From peak to bear, now seeking normalcy
By Kyle Tetting
The past few weeks have provided us all with a strong reminder of how quickly a bull market can end. As recently as February 19, the S&P 500 had marked a new record high amid early signs that the global economy could be reaccelerating. The potential damage wrought by the COVID-19 virus and the unprecedented actions by countries around the world to stem the pandemic’s tide caused a sudden shift in stocks.
Every bull market seems to end abruptly, but this one felt particularly rushed. From a technical perspective, the bull market ends—and the bear begins—after a 20% decline from a stock market peak. The S&P 500 entered the current bear market, our ninth since 1960, in a record 22 days. That is a far cry from the 280 days on average it took to reach a 20% decline in the previous eight bear markets.
Underlying the most recent decline has been a singular focus on the impact of the novel coronavirus with widespread implications for the market.
Most prominently, concerns about liquidity across asset classes have escalated to levels not seen since the financial crisis. On the surface, this is a troubling development, given the cascading failures a lack of liquidity caused through much of 2008.
Spreads on bonds—a measure of the premium investors demand to take on the risk of default—have spiked. At the start of the year, investors received little premium to hold even low-quality bonds. Now, holders of even highly rated bonds are demanding double or triple the premium, pushing yields higher and bond prices lower at a time when stocks have also sold off.
To be fair, high-quality bonds have held up far better than stocks, as we would expect. However, liquidity concerns and recessionary pressure have resulted in increasing correlation between stocks and bonds, a sign of distress in markets.

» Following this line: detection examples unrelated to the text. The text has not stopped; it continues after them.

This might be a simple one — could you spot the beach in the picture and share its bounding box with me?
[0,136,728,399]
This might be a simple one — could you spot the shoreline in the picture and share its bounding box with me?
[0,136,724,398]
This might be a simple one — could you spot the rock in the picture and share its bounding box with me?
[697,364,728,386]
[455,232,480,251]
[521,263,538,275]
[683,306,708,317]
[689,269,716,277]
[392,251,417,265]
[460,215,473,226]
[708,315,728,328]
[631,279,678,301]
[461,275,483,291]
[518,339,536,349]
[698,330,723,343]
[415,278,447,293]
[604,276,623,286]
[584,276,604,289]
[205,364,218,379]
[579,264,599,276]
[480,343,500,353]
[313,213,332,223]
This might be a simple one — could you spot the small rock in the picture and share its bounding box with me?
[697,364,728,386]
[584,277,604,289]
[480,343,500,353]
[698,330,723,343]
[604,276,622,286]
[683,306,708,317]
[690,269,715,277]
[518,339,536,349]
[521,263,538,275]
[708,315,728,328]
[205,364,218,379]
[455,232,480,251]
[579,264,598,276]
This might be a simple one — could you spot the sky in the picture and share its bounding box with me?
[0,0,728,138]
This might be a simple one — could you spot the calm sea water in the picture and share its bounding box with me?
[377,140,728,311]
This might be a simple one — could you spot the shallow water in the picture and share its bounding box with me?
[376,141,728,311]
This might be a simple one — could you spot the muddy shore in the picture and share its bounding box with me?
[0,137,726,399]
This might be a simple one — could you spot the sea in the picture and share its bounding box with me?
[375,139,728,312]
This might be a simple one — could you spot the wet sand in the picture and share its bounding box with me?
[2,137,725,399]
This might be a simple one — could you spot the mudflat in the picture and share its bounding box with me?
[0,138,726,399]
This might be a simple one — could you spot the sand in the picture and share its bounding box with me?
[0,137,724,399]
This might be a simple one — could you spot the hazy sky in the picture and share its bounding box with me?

Despite concerns about liquidity and declines in portfolio values, there also are some signs of optimism.
For starters, banks began this crisis far better capitalized than in 2007. Stress tests outlined by the Federal Reserve showed potential cracks in the financial system that banks have responded to by strengthening balance sheets and exhibiting more responsible behavior, thus strengthening the foundation of our economy.
Perhaps more importantly, the Federal Reserve has taken swift action to return liquidity to financial markets. Using tools first tested in the financial crisis and adapted to our current situation, the Federal Reserve has instituted emergency lending programs that could provide $4 trillion or more of liquidity to the system.
On top of the Fed’s actions, on March 26, the Senate passed a $2 trillion stimulus bill aimed at supporting businesses and individuals. In addition to direct payments to middle- and lower-income individuals and families, the bill is intended to provide billions for hospitals, airlines and other businesses.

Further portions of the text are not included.